All data live in streams
Timeplus is a streaming analytics platform and data lives in streams. Timeplus
streams are similar to
tables in the traditional SQL databases. Both of them are essentially datasets. The key difference is that Timeplus stream is an append-only (by default), unbounded, constantly changing events group.
Timeplus supports multiple types of streams:
- By default, the streams are append-only and immutable (older data can be purged automatically by setting a retention policy).
- If you want to create a stream to track the latest value for a primary key, you can create Changelog Streams. It works great with CDC(Change Data Capture) data sources, such as Debezium for PostgreSQL, MongoDB or other databases. The INSERT, UPDATE, DELETE operations can be converted to update to the Changelog Stream, and you can always get the latest row for any primary key.
- You can also create Versioned Streams if you need to keep more than the latest value. When you run SQL to join an append-only stream with such a versioned stream, Timeplus will automatically use the version with the closest timestamp to match the append-only stream.

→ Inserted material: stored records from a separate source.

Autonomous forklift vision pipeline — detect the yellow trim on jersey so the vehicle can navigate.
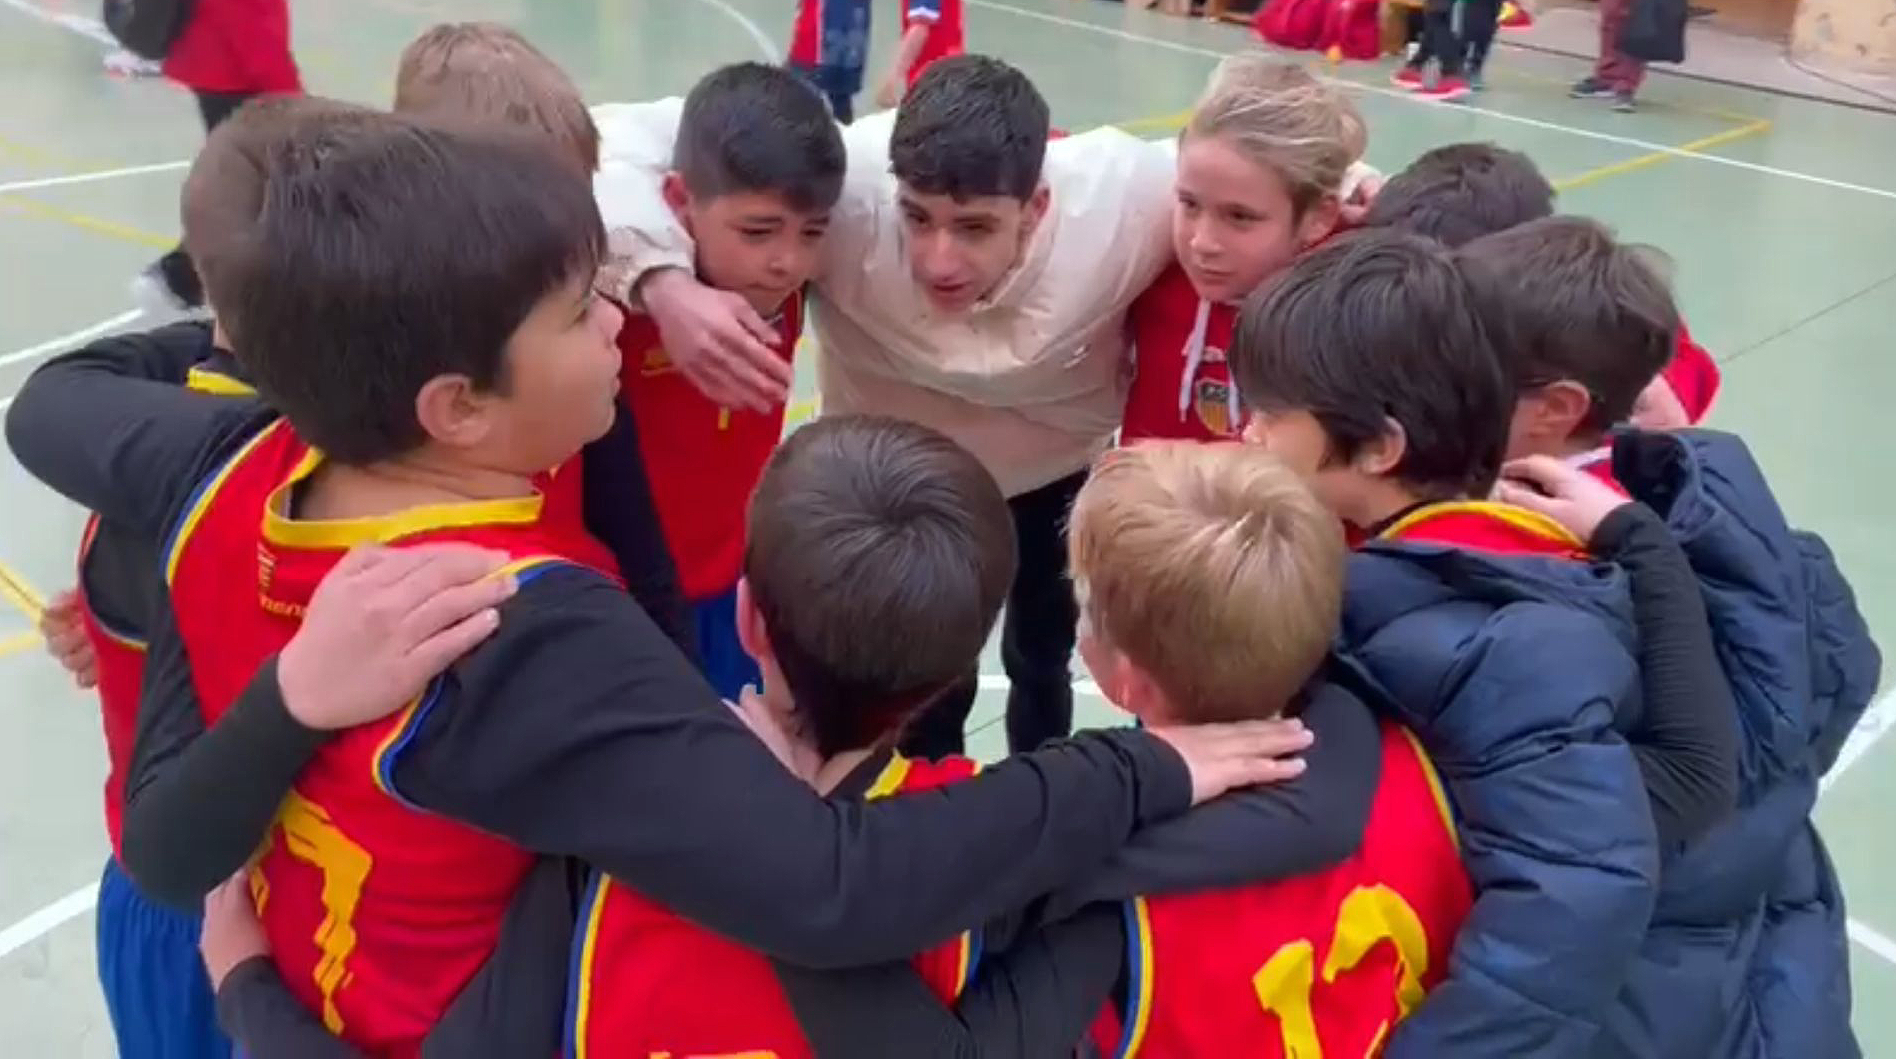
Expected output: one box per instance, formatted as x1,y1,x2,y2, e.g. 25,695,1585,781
1378,500,1585,550
163,420,288,584
185,365,256,396
569,873,613,1059
260,447,544,549
1397,726,1460,851
1119,896,1157,1058
369,555,565,798
862,752,914,800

- You can also define External Streams to run SQL against remote Kafka/Redpanda brokers.
Create a stream
In most cases, you don't need to explicitly create a stream in Timeplus. When you ingest data into Timeplus from Kafka or file sources, streams can be created automatically to match the schema of the data.
The rest of this page assumes you are using Timeplus Console. If you are using Proton, you can create the stream with DDL. Learn more
Query a stream
By default, querying the stream will continuously scan new events and output new results. It never ends unless the user cancels the query. For example, you can get the latest web logs with HTTP 500 error or get the min/max/avg of a metric for every minute from an IoT device. Please read Streaming Queries for more details.
If you only want to analyze the existing data and need an immediate response, you can run Non-streaming Queries via the table function. This will turn the query in the bounded mode and only scan the existing data. For example, you can run
select count(*) from table(stream1) to get the total number of rows in the data stream.
Delete a stream
From the web console, you can delete the stream. This will permanently delete all data in the stream and delete the stream itself. Data cannot be recovered after deletion.